Vous avez deux enfants, Alice, 1 an et demi, et Milo, 7 ans. Que leur avez-vous dit ?

Milo a toujours été élevé dans la vérité et la transparence. Je lui ai tout raconté, sauf l’incendie criminel de sa maison. La parole des enfants est extraordinaire. Ils posent des questions très différentes de celles des adultes. Milo a immédiatement pensé à ses petits frères - les enfants de Marie, qu’il considère ainsi. Milo aimait beaucoup Marie et ses enfants. Récemment, il m’a demandé s’il pouvait revoir ses « petits frères ». Je lui ai répondu que j’espérais que ce serait possible un jour. L’occasion de dépasser cette notion de clans.

Milo m’a demandé si Marie avait des copains à elle au cimetière, s’il y avait beaucoup d’arbres autour d’elle. Je lui ai répondu que oui. Il m’a aussi demandé si j’étais sûre que son papa n’allait pas mourir de chagrin en prison. Il voulait qu’on l’autorise à aller dormir au moins une nuit à côté de lui dans sa cellule, pour le consoler. Milo nous suivait toujours partout, notamment au théâtre ou aux concerts. Depuis le drame, à plusieurs reprises, des amis comédiens et de très nombreux amis musiciens ont proposé à notre petit garçon de venir les voir sur scène, comme avant. Chaque fois, il a refusé. J’ai cherché à comprendre pourquoi. Au début, il ne voulait rien dire.
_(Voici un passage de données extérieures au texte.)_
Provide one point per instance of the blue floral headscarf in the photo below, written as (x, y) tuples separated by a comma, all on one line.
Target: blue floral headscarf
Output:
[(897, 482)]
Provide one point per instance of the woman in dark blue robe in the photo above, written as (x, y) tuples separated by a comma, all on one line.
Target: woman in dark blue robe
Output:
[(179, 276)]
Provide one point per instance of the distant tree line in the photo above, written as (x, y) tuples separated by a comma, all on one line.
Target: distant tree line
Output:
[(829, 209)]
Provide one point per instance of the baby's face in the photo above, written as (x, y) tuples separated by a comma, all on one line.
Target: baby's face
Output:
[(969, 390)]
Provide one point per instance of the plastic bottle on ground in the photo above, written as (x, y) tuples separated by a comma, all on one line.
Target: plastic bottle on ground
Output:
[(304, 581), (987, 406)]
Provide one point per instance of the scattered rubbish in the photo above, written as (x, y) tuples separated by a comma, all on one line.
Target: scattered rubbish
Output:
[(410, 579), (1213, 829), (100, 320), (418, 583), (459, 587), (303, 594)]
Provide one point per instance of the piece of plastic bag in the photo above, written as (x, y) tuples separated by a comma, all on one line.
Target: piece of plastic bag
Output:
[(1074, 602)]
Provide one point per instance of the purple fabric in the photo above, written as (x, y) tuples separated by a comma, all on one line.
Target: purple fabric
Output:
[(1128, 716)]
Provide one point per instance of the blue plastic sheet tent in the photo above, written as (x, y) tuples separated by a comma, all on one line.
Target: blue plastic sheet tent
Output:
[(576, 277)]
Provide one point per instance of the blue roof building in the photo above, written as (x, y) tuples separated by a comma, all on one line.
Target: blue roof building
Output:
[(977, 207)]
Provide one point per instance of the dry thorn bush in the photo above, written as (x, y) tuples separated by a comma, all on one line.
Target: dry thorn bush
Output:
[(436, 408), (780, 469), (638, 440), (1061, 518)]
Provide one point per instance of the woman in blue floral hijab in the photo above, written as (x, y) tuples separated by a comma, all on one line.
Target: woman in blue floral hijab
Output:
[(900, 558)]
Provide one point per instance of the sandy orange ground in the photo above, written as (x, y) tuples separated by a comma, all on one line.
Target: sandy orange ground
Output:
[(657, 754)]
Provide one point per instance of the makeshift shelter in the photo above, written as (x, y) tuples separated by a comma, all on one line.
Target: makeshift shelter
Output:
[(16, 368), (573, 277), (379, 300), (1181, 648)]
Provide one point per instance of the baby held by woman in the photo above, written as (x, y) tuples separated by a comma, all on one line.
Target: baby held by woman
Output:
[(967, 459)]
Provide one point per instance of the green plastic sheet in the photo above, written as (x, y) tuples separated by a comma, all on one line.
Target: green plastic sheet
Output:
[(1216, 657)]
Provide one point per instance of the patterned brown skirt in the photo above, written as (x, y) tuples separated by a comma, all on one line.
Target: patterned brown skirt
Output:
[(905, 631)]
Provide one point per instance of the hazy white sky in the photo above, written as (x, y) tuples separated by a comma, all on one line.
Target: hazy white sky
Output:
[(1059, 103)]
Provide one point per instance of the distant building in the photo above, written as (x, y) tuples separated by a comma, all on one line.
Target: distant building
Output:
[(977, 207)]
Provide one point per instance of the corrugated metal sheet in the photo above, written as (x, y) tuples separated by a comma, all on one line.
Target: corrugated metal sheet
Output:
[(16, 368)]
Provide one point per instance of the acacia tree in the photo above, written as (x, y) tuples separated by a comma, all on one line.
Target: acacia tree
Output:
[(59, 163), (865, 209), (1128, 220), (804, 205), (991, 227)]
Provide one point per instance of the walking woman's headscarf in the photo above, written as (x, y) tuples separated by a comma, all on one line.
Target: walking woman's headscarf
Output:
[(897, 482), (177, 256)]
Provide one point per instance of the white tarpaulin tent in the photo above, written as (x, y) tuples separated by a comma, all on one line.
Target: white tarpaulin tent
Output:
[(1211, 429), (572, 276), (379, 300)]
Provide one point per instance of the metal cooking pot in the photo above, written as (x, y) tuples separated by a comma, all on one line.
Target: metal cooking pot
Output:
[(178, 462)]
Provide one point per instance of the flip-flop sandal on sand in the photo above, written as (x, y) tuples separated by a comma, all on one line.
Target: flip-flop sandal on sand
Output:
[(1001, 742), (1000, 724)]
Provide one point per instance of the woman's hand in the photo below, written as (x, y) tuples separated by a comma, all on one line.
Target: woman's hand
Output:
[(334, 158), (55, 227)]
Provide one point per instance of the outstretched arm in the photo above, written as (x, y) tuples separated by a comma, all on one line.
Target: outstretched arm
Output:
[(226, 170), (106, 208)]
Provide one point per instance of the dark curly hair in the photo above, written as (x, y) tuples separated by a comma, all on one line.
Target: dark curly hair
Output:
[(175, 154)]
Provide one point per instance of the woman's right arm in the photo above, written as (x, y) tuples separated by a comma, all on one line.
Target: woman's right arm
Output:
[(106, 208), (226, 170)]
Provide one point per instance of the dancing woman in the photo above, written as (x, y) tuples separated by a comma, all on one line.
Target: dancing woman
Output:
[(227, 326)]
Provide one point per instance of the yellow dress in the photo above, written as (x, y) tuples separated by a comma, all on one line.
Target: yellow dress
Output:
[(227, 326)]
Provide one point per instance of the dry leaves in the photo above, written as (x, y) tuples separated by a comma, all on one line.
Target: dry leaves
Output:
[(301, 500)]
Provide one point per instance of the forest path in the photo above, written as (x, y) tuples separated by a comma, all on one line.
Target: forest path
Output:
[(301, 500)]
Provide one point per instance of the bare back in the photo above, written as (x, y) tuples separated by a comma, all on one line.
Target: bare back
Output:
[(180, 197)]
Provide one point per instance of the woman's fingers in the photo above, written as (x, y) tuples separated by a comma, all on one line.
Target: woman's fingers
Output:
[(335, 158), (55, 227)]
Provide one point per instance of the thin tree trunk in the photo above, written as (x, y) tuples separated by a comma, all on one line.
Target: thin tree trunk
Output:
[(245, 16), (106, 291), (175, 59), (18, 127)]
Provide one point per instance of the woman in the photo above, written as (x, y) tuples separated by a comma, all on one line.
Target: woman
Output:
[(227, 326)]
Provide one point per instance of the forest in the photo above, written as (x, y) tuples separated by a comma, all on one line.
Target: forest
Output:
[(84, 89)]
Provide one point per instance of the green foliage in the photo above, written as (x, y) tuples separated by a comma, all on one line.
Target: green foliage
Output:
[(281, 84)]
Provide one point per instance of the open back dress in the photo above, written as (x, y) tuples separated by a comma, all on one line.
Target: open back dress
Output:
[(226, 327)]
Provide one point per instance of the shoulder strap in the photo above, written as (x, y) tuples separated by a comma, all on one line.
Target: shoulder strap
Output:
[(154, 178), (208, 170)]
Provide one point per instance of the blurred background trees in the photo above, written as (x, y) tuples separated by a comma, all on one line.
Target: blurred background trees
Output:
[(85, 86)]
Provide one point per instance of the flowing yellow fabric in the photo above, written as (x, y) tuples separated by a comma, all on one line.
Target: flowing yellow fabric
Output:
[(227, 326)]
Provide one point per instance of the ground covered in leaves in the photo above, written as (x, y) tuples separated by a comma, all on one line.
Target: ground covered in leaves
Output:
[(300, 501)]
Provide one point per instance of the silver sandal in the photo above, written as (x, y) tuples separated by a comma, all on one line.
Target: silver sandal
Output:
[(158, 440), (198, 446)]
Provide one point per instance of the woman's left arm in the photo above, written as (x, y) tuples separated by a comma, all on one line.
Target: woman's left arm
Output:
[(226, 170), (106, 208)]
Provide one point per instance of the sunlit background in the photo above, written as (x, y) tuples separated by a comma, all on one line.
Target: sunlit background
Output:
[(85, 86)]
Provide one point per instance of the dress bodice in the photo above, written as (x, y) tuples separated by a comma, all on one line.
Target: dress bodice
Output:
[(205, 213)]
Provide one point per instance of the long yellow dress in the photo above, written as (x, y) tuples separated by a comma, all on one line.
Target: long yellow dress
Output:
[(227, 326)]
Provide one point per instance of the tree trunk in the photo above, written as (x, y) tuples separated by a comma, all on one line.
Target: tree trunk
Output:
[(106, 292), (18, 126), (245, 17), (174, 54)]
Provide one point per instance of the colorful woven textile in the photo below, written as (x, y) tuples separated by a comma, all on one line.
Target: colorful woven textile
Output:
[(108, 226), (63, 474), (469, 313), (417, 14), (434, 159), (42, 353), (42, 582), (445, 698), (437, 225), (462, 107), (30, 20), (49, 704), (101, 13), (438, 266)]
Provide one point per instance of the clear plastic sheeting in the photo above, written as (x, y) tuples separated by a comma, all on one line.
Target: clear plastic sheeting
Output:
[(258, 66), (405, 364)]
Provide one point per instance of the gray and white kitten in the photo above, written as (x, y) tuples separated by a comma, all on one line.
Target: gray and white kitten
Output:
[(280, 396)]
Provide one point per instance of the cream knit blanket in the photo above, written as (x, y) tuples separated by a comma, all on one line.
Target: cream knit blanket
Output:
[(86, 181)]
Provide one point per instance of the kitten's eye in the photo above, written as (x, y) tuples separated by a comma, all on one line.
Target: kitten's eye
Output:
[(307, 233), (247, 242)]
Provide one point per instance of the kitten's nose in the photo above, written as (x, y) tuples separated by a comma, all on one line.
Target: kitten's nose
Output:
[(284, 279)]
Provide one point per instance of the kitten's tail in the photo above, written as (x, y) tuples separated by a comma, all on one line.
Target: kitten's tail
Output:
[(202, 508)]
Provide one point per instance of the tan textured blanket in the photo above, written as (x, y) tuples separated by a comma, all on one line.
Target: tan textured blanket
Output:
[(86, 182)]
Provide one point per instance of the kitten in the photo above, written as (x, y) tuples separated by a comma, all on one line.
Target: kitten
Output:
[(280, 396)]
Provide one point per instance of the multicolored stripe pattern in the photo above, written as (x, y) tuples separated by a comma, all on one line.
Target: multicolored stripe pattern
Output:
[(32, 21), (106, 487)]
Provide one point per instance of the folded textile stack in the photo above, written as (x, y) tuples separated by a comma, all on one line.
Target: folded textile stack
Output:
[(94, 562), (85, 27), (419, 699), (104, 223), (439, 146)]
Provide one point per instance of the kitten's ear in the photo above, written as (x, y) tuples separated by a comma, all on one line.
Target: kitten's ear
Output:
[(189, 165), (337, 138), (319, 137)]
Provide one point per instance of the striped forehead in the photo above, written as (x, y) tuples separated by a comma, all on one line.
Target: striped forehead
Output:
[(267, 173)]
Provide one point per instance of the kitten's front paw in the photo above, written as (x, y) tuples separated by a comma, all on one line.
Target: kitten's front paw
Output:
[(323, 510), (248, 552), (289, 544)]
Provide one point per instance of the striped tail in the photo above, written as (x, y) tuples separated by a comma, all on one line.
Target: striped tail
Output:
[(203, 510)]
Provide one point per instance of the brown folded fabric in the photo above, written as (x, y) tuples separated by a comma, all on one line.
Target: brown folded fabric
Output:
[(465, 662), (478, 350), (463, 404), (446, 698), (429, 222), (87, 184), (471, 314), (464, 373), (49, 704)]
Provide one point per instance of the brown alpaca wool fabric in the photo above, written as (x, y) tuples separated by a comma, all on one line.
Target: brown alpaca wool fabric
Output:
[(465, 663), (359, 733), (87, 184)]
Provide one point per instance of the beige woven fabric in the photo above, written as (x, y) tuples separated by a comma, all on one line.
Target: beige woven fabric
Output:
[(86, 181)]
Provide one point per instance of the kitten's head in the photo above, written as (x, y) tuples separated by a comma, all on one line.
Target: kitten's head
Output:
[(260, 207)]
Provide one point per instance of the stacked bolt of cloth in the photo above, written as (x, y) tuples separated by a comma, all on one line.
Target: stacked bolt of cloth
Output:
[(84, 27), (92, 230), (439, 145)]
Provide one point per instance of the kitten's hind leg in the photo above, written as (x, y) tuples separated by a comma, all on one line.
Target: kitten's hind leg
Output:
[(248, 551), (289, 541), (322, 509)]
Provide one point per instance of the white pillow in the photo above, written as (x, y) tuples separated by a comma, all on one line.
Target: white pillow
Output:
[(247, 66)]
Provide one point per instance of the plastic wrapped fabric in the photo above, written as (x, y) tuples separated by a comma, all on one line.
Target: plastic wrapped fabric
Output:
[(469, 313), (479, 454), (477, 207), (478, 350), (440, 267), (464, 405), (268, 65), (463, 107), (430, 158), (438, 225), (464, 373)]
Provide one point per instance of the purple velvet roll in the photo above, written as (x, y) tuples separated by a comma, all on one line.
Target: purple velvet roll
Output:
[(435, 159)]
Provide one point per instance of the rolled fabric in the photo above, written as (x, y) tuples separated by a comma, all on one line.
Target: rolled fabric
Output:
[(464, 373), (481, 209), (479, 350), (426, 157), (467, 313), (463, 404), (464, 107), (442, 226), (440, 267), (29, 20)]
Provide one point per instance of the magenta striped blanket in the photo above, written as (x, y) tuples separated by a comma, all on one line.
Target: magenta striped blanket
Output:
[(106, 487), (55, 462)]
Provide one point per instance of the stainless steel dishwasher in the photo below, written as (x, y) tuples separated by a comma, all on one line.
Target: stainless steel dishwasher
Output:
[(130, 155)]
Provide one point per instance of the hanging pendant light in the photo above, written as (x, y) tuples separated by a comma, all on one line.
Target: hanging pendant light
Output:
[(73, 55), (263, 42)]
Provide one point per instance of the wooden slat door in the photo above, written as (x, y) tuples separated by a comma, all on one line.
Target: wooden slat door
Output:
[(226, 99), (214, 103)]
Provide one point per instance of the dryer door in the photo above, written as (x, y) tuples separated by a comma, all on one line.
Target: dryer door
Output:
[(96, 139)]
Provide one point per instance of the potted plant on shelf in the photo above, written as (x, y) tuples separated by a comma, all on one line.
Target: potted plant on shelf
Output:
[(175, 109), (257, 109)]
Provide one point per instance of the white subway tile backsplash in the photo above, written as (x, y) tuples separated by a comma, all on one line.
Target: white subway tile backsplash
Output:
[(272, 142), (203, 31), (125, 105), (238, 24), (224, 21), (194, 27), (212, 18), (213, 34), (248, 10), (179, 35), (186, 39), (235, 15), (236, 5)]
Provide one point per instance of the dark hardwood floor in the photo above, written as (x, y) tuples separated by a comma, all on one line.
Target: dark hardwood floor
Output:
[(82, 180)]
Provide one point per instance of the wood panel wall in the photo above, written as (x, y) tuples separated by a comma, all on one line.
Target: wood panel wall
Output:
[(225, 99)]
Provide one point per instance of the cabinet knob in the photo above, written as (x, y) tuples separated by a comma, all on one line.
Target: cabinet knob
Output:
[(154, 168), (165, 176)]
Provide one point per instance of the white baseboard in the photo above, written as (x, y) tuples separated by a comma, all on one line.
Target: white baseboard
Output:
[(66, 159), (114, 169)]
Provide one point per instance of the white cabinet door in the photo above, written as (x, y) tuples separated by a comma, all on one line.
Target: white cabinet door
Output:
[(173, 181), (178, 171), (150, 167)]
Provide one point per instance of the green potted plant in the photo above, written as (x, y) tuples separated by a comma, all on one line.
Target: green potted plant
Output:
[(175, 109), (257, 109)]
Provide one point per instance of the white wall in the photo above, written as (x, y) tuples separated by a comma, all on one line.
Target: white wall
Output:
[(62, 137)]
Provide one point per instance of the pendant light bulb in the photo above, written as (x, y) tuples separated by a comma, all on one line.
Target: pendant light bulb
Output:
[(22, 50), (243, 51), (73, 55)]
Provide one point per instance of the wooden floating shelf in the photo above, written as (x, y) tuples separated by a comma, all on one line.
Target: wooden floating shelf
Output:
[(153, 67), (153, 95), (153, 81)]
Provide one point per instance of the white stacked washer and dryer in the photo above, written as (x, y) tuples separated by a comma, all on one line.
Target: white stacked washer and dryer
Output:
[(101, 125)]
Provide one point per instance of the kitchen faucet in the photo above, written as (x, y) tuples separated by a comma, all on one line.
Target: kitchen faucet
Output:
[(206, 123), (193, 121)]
Alors, j’ai insisté. Il a fini par m’avouer qu’il aurait trop de peine à voir « les papas des autres » sur une scène.

Quel avenir imaginez-vous pour Bertrand Cantat ?

Il a toujours éprouvé une telle culpabilité pour les malheurs du monde en général... C’est pourquoi il était primordial, pour lui, de monter sur scène afin d’extérioriser ses souffrances et de transmettre, à travers sa poésie, un message d’espoir et de vie. Les oiseaux ne chantent pas en cage. J’ignore quel avenir la justice lituanienne lui réserve, mais je suis sûre qu’il a encore beaucoup à apporter. Nous avons besoin de lui.